Qu'on songe aussi à la forteresse du Nucléaire dont on nous a dit si longtemps qu'il était l'énergie la plus sur. Le désastre qui est en cours sous nos yeux nous oblige à revoir nos certitudes à ce sujet aussi.
Je crois que face à de tels bouleversements, et des changements de paradigme si brutaux, nous sommes encore en état de choc post-traumatique, pétrifiés. Il est pourtant impérieux d'en tirer des enseignements précieux et réaliser qu'il n'est pas de meilleur moment qu'en ce printemps libérateur pour dire notre refus de voir notre musique si malmenée et formatée.

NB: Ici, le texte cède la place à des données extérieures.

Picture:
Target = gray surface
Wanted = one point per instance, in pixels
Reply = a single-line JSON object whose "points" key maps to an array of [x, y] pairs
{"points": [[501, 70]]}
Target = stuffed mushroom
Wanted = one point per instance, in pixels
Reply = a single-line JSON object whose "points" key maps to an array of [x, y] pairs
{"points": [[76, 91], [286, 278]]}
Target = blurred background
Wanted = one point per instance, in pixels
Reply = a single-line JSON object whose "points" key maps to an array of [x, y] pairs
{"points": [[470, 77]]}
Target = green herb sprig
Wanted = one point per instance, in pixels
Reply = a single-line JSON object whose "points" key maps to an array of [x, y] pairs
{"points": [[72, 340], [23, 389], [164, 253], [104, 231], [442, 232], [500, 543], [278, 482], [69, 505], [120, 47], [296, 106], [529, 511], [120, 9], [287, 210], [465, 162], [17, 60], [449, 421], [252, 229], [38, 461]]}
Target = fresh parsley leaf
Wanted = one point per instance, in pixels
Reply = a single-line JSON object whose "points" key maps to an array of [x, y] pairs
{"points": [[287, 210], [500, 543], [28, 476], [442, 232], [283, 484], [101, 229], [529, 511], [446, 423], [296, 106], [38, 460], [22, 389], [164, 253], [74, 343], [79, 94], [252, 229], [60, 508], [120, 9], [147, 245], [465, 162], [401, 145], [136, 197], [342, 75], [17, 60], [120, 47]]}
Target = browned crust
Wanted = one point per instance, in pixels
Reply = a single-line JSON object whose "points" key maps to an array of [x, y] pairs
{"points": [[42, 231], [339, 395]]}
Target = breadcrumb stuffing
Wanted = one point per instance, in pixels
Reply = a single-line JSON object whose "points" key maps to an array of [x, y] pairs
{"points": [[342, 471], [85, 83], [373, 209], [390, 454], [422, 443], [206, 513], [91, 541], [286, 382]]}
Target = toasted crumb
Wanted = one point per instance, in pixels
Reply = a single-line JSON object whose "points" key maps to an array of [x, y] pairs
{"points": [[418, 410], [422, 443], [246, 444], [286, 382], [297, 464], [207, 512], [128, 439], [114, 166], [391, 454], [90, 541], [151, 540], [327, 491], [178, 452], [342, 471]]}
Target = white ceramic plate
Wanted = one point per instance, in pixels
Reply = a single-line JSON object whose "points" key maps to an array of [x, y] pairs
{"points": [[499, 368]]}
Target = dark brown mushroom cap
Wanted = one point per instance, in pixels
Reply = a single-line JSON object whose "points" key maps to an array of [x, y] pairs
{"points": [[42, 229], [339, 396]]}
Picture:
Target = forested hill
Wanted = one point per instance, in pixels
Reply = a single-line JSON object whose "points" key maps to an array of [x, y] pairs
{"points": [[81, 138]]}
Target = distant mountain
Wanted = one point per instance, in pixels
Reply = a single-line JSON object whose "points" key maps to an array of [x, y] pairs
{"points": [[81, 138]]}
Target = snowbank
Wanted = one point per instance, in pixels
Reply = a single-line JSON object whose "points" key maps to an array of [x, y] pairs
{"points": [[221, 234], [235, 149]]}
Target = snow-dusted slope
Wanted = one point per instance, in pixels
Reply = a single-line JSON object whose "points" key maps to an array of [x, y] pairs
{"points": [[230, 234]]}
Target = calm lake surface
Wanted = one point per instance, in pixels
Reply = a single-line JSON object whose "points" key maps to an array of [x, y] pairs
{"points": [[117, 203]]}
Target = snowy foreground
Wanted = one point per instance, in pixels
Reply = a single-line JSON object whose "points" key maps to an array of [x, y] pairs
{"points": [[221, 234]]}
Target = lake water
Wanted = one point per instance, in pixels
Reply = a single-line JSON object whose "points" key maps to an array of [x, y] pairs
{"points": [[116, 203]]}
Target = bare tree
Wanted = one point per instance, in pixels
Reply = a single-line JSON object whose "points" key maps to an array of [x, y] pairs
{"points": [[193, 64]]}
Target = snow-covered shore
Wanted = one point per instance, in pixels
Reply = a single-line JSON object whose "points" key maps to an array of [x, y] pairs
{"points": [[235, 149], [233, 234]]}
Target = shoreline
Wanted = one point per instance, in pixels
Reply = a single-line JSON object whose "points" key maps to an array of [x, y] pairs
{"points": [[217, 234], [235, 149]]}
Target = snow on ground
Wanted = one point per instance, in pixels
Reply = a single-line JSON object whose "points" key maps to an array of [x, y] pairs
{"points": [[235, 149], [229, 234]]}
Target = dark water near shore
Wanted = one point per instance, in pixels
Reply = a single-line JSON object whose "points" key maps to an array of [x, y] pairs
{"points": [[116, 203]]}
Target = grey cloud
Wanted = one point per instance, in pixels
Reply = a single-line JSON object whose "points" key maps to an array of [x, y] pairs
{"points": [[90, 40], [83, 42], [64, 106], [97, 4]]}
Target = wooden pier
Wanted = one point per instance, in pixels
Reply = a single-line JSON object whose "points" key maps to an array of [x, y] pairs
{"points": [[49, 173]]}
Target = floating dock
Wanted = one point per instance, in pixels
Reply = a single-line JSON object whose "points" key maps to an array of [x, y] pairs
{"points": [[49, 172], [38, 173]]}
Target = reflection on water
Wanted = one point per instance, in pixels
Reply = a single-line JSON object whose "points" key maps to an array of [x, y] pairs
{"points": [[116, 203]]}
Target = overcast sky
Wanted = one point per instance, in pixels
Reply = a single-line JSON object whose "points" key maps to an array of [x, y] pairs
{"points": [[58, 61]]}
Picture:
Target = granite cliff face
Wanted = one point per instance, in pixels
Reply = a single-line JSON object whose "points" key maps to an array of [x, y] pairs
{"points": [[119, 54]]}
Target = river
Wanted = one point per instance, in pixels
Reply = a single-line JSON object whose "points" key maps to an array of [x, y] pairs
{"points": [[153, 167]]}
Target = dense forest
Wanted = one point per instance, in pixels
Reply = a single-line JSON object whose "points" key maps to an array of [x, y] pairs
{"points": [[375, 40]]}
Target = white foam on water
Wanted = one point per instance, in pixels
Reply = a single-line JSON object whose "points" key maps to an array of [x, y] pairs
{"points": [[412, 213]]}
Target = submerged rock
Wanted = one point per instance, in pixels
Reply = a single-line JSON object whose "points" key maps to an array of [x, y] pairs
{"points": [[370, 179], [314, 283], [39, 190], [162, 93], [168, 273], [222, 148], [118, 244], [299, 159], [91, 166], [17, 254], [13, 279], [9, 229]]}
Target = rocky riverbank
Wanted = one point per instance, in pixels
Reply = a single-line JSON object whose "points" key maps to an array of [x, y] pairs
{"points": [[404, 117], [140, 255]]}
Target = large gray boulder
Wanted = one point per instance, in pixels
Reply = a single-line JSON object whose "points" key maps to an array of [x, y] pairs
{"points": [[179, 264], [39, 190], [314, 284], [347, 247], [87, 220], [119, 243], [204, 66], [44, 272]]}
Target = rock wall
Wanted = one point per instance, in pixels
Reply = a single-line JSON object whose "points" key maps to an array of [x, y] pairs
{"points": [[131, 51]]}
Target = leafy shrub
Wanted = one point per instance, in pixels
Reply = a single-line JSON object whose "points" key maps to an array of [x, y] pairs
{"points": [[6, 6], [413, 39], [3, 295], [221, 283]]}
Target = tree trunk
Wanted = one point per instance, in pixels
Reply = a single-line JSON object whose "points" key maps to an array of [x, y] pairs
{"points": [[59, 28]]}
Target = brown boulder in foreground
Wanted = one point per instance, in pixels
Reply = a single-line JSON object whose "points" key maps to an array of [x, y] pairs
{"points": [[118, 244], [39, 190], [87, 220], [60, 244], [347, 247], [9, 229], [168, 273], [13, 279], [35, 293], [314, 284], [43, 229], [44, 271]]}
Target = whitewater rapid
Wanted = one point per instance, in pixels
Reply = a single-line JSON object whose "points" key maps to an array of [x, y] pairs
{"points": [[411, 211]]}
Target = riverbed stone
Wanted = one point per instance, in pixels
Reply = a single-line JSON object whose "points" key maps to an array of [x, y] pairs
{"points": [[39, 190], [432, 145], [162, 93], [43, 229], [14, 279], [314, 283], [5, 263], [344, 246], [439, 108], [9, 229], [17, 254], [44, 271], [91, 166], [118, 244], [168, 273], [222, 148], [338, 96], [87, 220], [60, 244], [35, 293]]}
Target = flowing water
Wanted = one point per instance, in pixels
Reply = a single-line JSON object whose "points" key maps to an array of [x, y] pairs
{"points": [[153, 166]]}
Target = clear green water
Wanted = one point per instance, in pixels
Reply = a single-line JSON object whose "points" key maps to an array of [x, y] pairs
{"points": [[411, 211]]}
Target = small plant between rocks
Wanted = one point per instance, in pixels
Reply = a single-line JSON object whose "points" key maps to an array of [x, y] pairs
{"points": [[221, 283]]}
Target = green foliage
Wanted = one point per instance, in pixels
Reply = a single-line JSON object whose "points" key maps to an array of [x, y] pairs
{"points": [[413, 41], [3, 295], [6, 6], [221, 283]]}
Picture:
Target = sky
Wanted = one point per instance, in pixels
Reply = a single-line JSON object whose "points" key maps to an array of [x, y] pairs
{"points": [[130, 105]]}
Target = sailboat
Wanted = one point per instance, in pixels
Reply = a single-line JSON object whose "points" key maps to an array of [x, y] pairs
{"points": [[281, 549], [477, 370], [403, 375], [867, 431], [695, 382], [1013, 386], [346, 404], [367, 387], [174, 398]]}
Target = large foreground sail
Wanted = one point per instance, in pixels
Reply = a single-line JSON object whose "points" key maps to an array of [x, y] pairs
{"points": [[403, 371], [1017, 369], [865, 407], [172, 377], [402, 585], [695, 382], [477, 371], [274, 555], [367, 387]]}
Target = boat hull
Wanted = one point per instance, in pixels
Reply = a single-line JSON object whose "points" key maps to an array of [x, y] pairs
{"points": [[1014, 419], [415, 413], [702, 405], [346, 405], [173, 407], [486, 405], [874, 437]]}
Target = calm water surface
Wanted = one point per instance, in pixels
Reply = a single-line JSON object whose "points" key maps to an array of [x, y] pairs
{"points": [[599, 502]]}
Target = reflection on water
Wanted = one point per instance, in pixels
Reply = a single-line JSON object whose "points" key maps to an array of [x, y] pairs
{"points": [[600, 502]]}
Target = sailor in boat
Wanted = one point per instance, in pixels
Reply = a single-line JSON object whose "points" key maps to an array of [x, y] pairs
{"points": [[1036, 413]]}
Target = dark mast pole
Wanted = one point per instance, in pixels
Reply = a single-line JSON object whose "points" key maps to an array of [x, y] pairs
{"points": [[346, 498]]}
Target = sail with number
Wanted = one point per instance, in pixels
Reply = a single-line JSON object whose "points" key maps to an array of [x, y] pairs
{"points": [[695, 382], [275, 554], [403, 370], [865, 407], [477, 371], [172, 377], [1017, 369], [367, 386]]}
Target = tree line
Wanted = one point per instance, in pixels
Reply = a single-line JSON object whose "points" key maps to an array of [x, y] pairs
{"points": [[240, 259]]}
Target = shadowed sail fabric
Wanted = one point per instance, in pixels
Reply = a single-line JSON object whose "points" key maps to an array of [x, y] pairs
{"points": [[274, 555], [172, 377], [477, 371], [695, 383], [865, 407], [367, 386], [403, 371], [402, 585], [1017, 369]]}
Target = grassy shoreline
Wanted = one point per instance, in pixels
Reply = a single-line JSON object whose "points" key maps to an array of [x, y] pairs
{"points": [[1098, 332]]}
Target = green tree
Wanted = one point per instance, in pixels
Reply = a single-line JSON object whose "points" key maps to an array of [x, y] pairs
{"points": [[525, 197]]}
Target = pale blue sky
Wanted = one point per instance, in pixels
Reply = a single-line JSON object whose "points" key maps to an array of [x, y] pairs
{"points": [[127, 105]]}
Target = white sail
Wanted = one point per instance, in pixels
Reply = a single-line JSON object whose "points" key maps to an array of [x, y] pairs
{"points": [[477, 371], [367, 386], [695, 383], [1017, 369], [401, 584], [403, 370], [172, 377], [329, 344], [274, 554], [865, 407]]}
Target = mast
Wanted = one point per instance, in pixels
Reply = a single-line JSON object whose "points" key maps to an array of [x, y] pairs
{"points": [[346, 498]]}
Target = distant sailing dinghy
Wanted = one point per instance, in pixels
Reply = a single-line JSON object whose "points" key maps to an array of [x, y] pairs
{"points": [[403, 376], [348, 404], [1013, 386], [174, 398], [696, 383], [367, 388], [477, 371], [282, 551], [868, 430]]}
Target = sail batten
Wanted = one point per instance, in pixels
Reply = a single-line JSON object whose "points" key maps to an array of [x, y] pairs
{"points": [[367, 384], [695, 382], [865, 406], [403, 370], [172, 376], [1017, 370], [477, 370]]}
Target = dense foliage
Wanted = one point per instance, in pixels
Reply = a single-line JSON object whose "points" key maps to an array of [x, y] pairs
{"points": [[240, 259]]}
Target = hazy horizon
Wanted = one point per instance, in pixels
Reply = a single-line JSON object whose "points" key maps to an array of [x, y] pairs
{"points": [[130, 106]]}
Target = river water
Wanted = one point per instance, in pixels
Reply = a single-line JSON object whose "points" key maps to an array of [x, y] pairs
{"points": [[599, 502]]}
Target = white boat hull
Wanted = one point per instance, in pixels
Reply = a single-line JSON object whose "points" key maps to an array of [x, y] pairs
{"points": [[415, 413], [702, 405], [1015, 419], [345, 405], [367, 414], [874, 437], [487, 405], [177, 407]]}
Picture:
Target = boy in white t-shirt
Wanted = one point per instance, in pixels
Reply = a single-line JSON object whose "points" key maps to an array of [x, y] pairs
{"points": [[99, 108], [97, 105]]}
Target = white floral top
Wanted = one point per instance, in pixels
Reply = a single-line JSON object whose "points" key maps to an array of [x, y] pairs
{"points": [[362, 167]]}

Je reçois tant de témoignages de musiciens qui souffrent de ne pas exister et qui ont un profond sentiment d'injustice. Il en va de même pour un public de connaisseurs et de mélomanes qui ne se retrouvent plus du tout dans l'uniformisation des productions mises en avant par une grande partie de nos programmateurs.
Mon désir est d'ouvrir un débat, de libérer une parole, et pourquoi pas de faire une table ronde autour de l'état du Jazz en France, avec tous les acteurs qui continuent dans la tourmente à faire vivre cette aventure. Des musiciens, mais aussi des producteurs, des programmateurs, des journalistes etc...
Il faut réaffirmer aussi qu'en dépit de l'adversité grandissante, cette musique n'a jamais été aussi vivante, plurielle, audacieuse, et libre malgré tout.
En même temps que je vous présente mes excuses pour venir polluer une nouvelle fois - la dernière - votre boite mail en ce beau samedi ensoleillé, je vous demande de réagir sur ce blog, en postant vos commentaires - là aussi dans toute leur diversité - comme vous l'avez fait cette semaine en écrivant vos mails magnifiques, avec le vif espoir en ce qui me concerne que, face à un vrai mouvement de fond, nos énergie se libèrent.
Vive le printemps !
Bien à vous tous,
Laurent Coq.
PS ; N'hésitez pas à faire circuler ce mail.